Originally Posted by
Macjet
Actually newbie, he's spot on. You're still wet behind the ears so don't start mouthing off just yet. Some of us have been at this for longer than you've been alive. We've lost friends, watched companies fold, been promised airplanes that are coming, read accident reports of tail numbers that we've flown, etc. Once you have a few dependents, obligations, and responsibilities you'll see past the shiny new avionics and see this for what it is; a job. Stability, schedule, pay, and benefits trump all else and once you've quit logging every .2 of flight time maybe you'll see that.

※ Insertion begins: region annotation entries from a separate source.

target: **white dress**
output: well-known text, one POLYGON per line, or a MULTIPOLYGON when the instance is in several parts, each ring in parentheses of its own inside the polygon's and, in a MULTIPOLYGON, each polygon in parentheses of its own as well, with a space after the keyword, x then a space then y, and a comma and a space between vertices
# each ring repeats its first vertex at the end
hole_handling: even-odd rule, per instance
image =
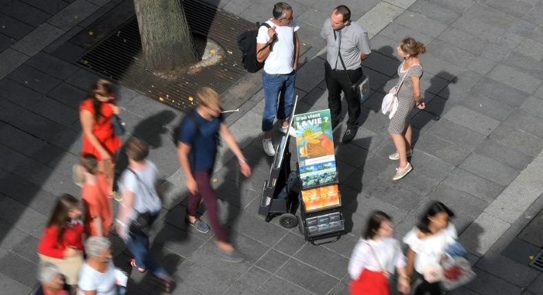
POLYGON ((392 237, 379 241, 360 239, 351 255, 348 273, 351 279, 356 280, 364 269, 372 272, 386 270, 393 274, 395 268, 404 266, 406 257, 401 252, 398 240, 392 237))
POLYGON ((441 255, 445 253, 449 245, 456 240, 458 234, 456 228, 451 222, 449 222, 446 228, 422 239, 417 237, 419 231, 417 227, 413 228, 403 237, 403 242, 417 253, 414 257, 414 270, 423 274, 427 266, 439 263, 441 255))

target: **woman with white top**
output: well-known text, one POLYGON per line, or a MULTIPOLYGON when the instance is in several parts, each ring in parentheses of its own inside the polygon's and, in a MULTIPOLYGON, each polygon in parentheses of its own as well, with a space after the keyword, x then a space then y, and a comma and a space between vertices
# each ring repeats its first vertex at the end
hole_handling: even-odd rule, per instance
POLYGON ((398 291, 409 293, 410 280, 406 273, 406 257, 399 242, 392 237, 390 217, 382 211, 374 211, 358 241, 348 263, 351 295, 388 295, 388 279, 398 271, 398 291))
POLYGON ((407 274, 410 277, 413 269, 421 281, 415 287, 414 295, 441 295, 440 282, 430 283, 422 276, 434 268, 446 258, 447 248, 457 238, 456 229, 449 219, 454 213, 443 203, 432 201, 419 223, 403 237, 409 247, 407 252, 407 274))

If you feel like he was spot on with his response, sounds like you might need a new line of work, too. Of course it's a job. I've had manual labor jobs, customer service jobs, and corporate jobs prior to making it in aviation after a 10 year hiatus completing my ratings due to the recession and family obligations. In every industry there are the bitter ones, the ones that have made peace with doing whatever job they're in, the ones that never knew any other line of work, and the ones that were fortunate enough to find what they love and lucky enough to do it for a living. 121 might be better, 135/91 might be better. But pay, QOL, and the 'suck factor' of tasks, outside the cockpit, that come with each type of flying are entirely subjective to every individual.
I've spoken to many 91/135 pilots that would never even consider leaving they're job for 121 and I've probably spoken to just as many 121 pilots that feel the exact opposite. Everyone of their situations were different and the motivators that drove them to their type of flying were different.
Besides that, how was it helpful since it pertained to absolutely nothing about my original question?